You may recognize those moments as moments of pain, when they open the door and have a negative response to your purple hair or your black nail polish (or any nail polish!) You may feel it as anger when someone says something offensive and you feel obligated to hold your tongue rather than respond. You may feel it as a numbing when someone who abused you in childhood is welcomed into the home and you are expected to act as though nothing happened. You may feel it as loneliness because someone you love isn’t there.

 

Write these experiences down. Journal about them. During the next year, you can work toward using these experiences to slowly build toward the experience you would like to have next year.

 

Let’s say you want to have a more loving relationship with someone. What often feels missing is to feel that love and generosity coming from them and flowing to you. Is it because they don't feel it? Or, is it because they don't know what would truly make you happy?
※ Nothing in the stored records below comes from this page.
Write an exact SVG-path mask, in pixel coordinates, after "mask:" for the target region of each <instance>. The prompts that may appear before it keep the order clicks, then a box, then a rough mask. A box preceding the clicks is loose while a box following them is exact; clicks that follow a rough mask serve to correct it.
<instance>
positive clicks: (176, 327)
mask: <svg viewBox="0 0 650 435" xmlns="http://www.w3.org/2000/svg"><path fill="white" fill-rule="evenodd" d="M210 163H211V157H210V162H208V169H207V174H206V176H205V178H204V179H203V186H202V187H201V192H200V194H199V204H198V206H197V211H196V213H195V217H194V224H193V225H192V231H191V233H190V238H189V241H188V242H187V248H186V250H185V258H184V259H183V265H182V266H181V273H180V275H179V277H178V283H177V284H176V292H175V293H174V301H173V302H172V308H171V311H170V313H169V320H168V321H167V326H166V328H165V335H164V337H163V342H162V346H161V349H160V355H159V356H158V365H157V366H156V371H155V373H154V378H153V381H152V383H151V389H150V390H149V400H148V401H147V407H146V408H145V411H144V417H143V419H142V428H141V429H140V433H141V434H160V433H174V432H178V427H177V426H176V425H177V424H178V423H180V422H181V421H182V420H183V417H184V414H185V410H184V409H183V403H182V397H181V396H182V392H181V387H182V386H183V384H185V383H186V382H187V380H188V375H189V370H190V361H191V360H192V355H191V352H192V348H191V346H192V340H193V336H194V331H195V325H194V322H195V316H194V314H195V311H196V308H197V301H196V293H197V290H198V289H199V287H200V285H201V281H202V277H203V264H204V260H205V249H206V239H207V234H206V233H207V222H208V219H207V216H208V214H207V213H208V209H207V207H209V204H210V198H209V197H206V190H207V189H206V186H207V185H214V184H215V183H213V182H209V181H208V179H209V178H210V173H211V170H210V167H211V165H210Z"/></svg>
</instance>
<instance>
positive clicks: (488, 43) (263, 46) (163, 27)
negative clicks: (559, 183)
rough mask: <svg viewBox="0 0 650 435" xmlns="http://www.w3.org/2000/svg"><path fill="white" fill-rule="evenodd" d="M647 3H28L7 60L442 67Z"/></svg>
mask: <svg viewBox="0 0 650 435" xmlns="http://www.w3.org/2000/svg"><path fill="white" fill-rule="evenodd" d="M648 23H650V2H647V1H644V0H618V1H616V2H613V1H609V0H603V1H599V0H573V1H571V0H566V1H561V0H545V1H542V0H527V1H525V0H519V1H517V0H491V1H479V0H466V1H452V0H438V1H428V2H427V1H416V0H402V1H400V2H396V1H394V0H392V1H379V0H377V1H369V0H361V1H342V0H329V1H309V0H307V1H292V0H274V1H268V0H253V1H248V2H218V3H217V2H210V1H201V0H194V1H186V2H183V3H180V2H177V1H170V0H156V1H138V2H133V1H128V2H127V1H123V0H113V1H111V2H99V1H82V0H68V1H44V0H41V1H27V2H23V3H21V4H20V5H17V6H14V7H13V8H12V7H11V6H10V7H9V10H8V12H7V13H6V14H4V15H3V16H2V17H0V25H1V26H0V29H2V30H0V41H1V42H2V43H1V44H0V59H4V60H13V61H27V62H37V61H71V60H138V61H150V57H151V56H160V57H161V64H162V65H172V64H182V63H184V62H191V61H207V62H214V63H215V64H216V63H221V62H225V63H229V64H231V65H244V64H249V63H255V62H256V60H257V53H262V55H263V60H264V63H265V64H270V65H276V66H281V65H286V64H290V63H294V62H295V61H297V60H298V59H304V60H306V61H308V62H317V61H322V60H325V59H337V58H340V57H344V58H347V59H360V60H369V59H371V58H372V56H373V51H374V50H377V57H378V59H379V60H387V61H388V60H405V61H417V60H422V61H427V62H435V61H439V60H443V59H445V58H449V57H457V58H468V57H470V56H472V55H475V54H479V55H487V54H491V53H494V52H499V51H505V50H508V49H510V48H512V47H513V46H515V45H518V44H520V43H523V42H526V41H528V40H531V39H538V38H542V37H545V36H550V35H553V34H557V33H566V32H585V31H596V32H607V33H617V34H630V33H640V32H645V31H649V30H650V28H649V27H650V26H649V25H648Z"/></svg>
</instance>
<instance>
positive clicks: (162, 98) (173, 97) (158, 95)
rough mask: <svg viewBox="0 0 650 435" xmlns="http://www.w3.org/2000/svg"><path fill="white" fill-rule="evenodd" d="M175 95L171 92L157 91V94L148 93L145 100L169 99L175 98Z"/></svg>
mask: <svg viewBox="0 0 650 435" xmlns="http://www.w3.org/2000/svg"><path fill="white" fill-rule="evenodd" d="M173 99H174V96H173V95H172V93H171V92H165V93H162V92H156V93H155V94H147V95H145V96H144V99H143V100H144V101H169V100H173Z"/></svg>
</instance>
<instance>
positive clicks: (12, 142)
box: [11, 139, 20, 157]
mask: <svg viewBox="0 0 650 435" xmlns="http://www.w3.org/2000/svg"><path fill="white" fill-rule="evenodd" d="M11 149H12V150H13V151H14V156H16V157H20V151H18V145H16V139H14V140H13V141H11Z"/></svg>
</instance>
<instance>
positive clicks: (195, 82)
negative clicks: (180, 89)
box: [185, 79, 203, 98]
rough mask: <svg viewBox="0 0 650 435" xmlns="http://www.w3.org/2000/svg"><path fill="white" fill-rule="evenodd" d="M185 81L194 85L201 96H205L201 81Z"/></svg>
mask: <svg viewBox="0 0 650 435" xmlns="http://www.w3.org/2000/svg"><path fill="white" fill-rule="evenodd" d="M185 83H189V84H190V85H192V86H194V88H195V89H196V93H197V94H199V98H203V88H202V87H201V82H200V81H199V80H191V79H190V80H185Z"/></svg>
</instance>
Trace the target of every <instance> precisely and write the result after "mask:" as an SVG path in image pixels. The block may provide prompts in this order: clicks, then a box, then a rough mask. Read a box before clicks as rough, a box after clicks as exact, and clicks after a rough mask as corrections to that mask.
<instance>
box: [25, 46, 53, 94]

How can they know if you are not honest with them? 

 

You might consider simply telling them what you feel, what it is like for you, to not be with your partner on that holiday, or to be around that one terrible relative, or what it would mean to you to go on that trip.

 

This can set the stage for you to tell them that next year you plan to do something different. 

 

If you predict they are the kind of people who will lay on the guilt trips, prepare for that in advance like you are preparing for a job interview. Imagine all the things they might say and plan how you would like to respond. Ask your friends and partners to role play with you or to help you come up with constructive responses.

 

And take your time! You have all or 2019 to ease them into expecting new behaviors from you.